I love a good, fresh IPA, but as my palate continues to expand, I'm beginning to crave new flavors in my hoppy beer. Many breweries are already pushing hoppy beer into new territory by using nontraditional ingredients, wild yeast strains, unconventional hopping techniques and barrel aging. The results are as varied as the ingredients brewers have at their disposal, and, as the feedback from experimental and one-off brews circles back to the mad scientists who created them, hopheads can hope to see new flavors find their way into their style of choice.

Sour Beer Revolution

Though there are many ways to make a sour ale, the most traditional approach involves years of aging beer in oak barrels while bacteria and wild yeast chomp through sugars to produce the signature flavors of sour beer. The best sour producers today have been at this for years, oftentimes blending beers from different years and batches and adding fruit to create acidic, rustic, funky and bright flavors that can shock the most cynical of palates. Anticipate seeing increasingly experimental sours entering the market as younger breweries establish and grow their barrel programs and reputable sour makers continue to innovate their practices.

More Cannovation

As the nanobreweries of two or three years ago expand their production capacities to meet demand in home and away markets, many are stepping up to the big leagues with bottling and canning lines. Though bottles have classically been the preferred method of packaging single servings, cans are rapidly gaining traction as a more versatile, low cost and environmentally friendly option. As more consumers come to realize that beer tastes the same whether it's served from a bottle or can (remember, you should be pouring it into a glass regardless), expect to see canned craft beer taking over more space on retailer shelves.

Quality

Complacency rarely breeds long-term success. With more breweries open today than during any time in the twentieth century, there is more competition than ever to stand out from the crowd. Yesterday's new breweries will be forced more than ever to push their quality to new heights. Those unable to innovate will be left behind as educated beer drinkers pursue better beer regardless of its source.
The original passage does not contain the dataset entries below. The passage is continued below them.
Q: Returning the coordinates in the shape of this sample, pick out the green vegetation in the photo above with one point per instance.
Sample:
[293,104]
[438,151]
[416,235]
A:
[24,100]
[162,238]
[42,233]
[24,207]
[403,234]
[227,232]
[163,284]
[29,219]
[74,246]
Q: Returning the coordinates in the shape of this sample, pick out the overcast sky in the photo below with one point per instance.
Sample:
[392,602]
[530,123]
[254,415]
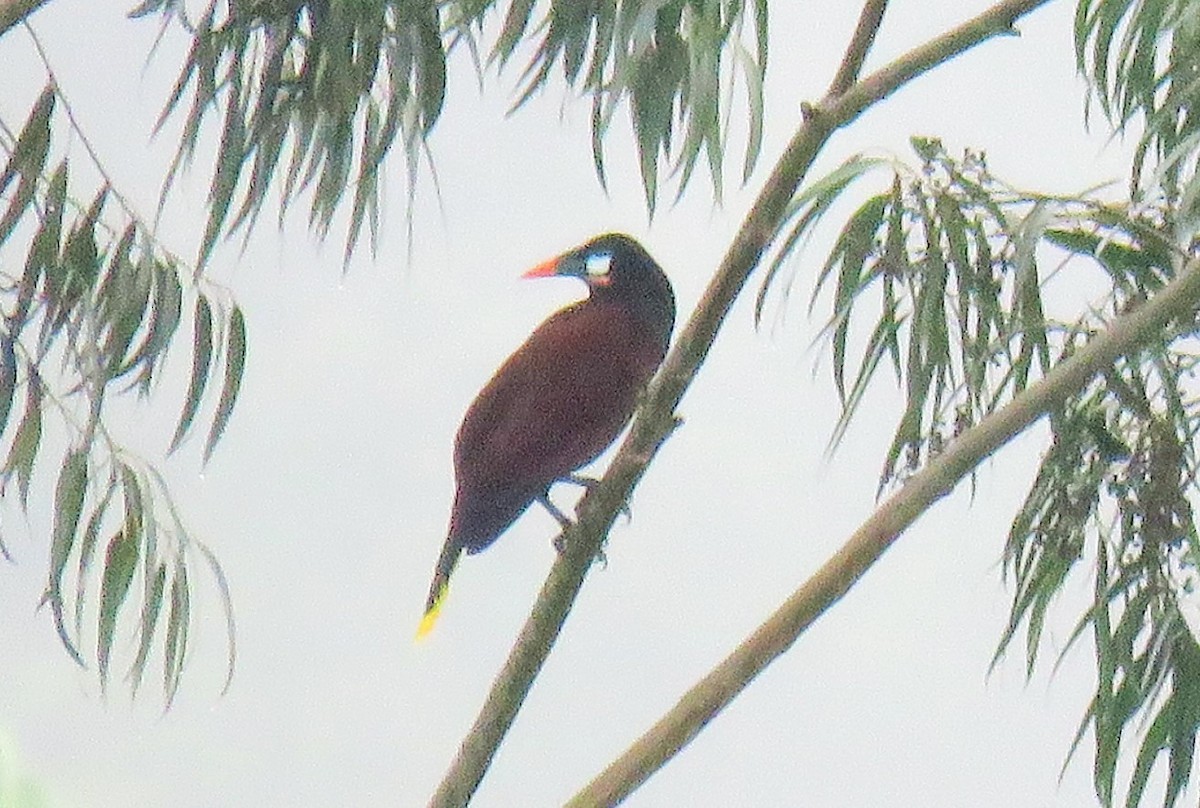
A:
[328,500]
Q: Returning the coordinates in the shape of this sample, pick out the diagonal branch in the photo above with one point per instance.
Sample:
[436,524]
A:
[706,699]
[869,22]
[13,12]
[657,420]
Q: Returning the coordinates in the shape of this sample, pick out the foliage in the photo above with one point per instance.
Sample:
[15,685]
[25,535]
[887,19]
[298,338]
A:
[315,93]
[955,262]
[93,313]
[325,88]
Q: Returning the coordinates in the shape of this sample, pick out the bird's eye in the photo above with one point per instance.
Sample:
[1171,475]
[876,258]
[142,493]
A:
[598,264]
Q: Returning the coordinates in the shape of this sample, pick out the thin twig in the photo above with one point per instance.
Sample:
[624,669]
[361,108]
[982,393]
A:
[13,12]
[655,422]
[869,22]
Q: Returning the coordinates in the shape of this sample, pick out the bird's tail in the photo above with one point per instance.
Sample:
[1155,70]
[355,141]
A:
[438,588]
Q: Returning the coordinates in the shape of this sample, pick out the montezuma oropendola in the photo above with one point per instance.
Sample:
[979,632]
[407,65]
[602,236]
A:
[559,400]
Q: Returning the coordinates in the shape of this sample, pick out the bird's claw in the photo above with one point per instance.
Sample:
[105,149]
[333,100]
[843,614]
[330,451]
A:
[591,483]
[559,543]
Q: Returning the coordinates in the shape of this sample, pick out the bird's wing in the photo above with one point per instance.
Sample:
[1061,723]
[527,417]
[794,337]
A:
[558,401]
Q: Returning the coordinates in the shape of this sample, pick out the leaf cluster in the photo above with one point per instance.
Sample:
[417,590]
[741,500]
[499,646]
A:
[93,312]
[955,275]
[664,59]
[318,91]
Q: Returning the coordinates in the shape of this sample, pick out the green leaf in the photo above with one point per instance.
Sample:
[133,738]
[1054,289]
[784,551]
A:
[88,542]
[168,295]
[235,363]
[151,608]
[202,359]
[175,646]
[28,159]
[29,435]
[69,496]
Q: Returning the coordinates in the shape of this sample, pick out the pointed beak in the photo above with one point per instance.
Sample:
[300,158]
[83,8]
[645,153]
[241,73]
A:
[545,269]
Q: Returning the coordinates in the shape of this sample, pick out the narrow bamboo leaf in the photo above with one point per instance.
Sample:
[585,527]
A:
[168,297]
[120,563]
[227,606]
[175,645]
[231,161]
[151,608]
[202,359]
[513,31]
[33,144]
[753,71]
[234,365]
[29,435]
[69,496]
[88,542]
[7,378]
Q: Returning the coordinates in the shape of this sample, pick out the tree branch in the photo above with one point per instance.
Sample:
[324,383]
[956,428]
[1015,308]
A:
[655,420]
[856,54]
[707,698]
[16,11]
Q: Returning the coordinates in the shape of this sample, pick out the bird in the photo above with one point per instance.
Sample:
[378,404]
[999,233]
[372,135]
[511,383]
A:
[559,400]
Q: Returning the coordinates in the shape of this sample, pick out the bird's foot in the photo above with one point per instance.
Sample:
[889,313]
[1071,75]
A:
[563,520]
[561,548]
[591,483]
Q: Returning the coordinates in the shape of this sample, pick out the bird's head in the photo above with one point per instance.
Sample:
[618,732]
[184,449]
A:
[616,267]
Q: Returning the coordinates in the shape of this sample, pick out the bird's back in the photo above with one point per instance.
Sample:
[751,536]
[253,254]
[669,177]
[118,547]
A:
[552,407]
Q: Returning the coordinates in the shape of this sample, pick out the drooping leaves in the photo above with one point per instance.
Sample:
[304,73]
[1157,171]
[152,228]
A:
[97,303]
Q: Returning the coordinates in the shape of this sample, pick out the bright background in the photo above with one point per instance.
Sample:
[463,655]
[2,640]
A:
[327,501]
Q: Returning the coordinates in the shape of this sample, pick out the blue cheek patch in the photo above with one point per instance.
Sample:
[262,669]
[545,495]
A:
[598,264]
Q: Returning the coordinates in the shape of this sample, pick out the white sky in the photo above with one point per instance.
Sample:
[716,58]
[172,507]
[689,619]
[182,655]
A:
[328,500]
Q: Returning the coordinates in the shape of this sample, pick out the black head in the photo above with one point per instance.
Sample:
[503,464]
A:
[616,267]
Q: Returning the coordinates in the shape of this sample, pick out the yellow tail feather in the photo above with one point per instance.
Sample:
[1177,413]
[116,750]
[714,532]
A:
[431,615]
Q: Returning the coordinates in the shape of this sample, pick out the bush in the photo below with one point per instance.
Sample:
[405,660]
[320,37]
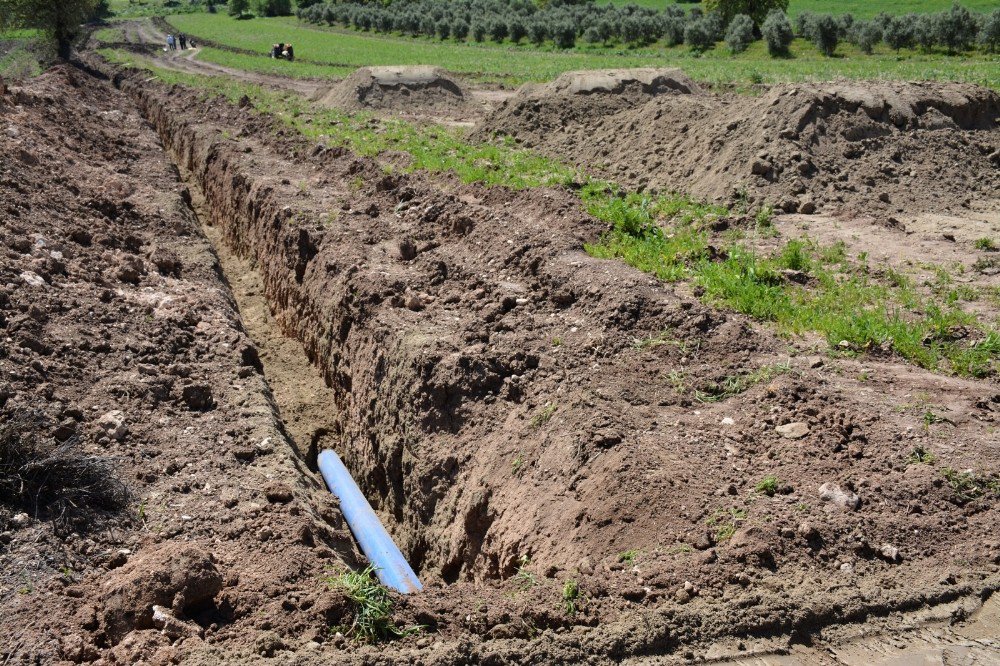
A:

Though many beer trends are here to stay, there is still plenty of space for progress as craft beer moves into its next chapter and brewers and drinkers alike continue their search for new flavor experiences. As long as the consumers and producers that have helped build this industry hold their ground and refuse to compromise with the subversive influence of big beer, I do not believe the craft beer bubble will ever truly burst.